Building a Fast File Transfer Tool, Part 2: Beating rsync by 58% with kTLS

Collapse
X
 
  • Time
  • Show
Clear All
new posts
  • MyrinNew
    Senior Member
    • Feb 2024
    • 5175

    #1

    Building a Fast File Transfer Tool, Part 2: Beating rsync by 58% with kTLS

    Building a Fast File Transfer Tool, Part 2: Beating rsync by 58% with kTLS

    In Part 1, I built uring-sync—a file copier that's 4.2x faster than cp for local copies using io_uring. Now I've added network transfer with kernel TLS encryption, achieving 58% faster transfers than rsync.


    The Problem: SSH is the Bottleneck

    When transferring ML datasets between machines, rsync over SSH is the go-to tool:






    rsync -az /data/ml_dataset user@server:/backup/







    It works, but it's slow. For a 9.7GB dataset (100K files), rsync took 390 seconds—a throughput of just 25 MB/s.


    The bottleneck isn't the network. It's encryption in userspace.






    ┌─────────┐ ┌─────────┐ ┌─────────┐ ┌─────────┐
    │ File │────▶│ rsync │────▶│ SSH │────▶│ Network │
    │ Read │ │ (delta) │ │ encrypt │ │ Send │
    └─────────┘ └─────────┘ └─────────┘ └─────────┘

    Context switches,
    userspace copies,
    CPU-bound AES







    Every byte passes through the SSH process, which encrypts it using OpenSSL in userspace. This involves:
    • Multiple context switches between kernel and userspace
    • Copying data between kernel buffers and userspace buffers
    • CPU time for AES encryption (even with AES-NI)


    The Solution: kTLS (Kernel TLS)

    Linux 4.13+ supports kTLS—TLS encryption handled directly in the kernel. Once you set up the TLS session, the kernel encrypts data as it flows through the socket.

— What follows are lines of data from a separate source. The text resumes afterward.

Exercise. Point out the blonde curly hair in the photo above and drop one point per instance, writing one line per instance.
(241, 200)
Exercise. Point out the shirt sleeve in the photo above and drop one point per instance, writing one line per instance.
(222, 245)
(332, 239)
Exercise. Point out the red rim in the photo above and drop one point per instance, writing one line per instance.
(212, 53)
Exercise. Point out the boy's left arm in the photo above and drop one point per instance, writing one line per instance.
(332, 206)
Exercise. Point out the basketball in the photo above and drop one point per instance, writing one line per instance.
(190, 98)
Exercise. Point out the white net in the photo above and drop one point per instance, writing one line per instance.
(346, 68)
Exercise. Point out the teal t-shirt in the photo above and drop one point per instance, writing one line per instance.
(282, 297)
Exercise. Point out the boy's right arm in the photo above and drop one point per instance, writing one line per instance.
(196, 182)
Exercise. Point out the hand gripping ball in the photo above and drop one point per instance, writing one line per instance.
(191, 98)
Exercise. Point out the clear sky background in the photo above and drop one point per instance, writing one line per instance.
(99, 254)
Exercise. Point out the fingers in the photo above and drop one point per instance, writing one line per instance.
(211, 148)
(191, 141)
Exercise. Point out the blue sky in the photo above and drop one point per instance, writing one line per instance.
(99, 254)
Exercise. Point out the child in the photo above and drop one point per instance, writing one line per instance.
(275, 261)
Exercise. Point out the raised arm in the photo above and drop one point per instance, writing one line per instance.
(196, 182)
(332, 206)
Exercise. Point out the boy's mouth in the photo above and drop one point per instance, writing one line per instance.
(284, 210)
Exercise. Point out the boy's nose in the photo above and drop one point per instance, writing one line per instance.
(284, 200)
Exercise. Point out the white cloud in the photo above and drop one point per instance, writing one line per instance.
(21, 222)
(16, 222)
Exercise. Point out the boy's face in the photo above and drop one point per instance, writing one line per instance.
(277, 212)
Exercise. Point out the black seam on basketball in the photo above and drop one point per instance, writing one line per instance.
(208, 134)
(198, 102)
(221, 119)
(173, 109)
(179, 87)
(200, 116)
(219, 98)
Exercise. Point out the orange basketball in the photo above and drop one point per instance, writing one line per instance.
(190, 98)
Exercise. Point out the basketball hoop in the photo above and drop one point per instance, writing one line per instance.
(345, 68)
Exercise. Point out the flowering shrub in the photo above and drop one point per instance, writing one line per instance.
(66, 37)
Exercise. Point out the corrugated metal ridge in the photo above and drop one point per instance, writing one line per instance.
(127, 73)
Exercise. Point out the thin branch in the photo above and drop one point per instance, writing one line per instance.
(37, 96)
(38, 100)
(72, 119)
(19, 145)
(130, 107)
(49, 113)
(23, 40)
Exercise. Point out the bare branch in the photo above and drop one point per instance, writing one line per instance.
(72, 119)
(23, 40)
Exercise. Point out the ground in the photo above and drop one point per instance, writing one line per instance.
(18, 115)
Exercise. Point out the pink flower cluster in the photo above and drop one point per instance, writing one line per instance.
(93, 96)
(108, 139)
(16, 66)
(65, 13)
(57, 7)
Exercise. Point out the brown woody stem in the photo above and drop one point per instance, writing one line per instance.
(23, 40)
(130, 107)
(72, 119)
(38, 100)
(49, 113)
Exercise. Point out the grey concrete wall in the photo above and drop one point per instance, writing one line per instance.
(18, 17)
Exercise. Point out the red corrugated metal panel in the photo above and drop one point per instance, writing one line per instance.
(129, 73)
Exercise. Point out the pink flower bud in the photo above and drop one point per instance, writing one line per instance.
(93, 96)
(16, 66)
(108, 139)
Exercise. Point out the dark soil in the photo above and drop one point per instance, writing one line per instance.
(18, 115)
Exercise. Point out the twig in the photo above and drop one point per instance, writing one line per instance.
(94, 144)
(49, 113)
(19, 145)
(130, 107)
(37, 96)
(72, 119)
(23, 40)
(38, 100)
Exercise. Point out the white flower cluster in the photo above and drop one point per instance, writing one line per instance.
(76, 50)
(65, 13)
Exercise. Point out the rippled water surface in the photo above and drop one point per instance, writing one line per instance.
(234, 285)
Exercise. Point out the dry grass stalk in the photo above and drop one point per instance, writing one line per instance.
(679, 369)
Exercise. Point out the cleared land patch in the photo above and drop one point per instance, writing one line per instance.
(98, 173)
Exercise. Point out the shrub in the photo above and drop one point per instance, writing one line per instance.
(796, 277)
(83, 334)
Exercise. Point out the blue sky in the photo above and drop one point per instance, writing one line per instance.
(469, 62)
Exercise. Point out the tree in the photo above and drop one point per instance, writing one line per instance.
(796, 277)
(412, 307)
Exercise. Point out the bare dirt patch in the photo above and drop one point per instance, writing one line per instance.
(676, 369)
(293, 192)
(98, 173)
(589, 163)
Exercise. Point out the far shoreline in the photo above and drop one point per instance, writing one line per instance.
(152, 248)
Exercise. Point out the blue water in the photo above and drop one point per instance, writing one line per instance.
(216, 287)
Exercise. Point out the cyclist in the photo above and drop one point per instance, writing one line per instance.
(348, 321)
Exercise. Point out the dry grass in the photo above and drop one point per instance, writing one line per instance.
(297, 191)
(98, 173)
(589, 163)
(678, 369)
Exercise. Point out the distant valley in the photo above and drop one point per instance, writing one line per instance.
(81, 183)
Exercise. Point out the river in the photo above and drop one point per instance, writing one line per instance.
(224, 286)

    ┌─────────┐ ┌─────────┐ ┌──────────────────┐
    │ File │────▶│ read │────▶│ Socket (kTLS) │
    │ │ │ │ │ encrypt + send │
    └─────────┘ └─────────┘ └──────────────────┘

    One kernel operation,
    no userspace copies,
    AES-NI in kernel







    Benefits:

    1. No userspace encryption process - kernel handles it directly
    2. Fewer copies - data doesn't bounce through userspace
    3. AES-NI in kernel - hardware acceleration without context switches


    Implementation

    Setting up kTLS requires:

    1. TLS handshake - Exchange keys (we use a pre-shared secret + HKDF)
    2. Configure kernel - setsockopt(SOL_TLS, TLS_TX, ...) with cipher keys
    3. Send data - Regular send() calls, kernel encrypts automatically




    // After deriving keys from shared secret...
    struct tls12_crypto_info_aes_gcm_128 crypto_info = {
    .info.version = TLS_1_2_VERSION,
    .info.cipher_type = TLS_CIPHER_AES_GCM_128,
    };
    memcpy(crypto_info.key, key, 16);
    memcpy(crypto_info.iv, iv, 8);
    memcpy(crypto_info.salt, salt, 4);

    setsockopt(sock, SOL_TLS, TLS_TX, &crypto_info, sizeof(crypto_info));
    // Now all send() calls are automatically encrypted!







    Benchmark Results

    Testing on real network: Laptop → GCP VM (public internet)


    The Headline Number

    ml_small (60MB, 10K files) 2.98s 2.63s ~equal
    ml_large (589MB, 100K files) 16.4s 24.8s 34% faster
    ml_images (9.7GB, 100K files) 165s 390s 58% faster


    The Pattern





    Data size: 60MB → 589MB → 9.7GB
    Improvement: 0% → 34% → 58%







    The larger the transfer, the bigger the kTLS advantage.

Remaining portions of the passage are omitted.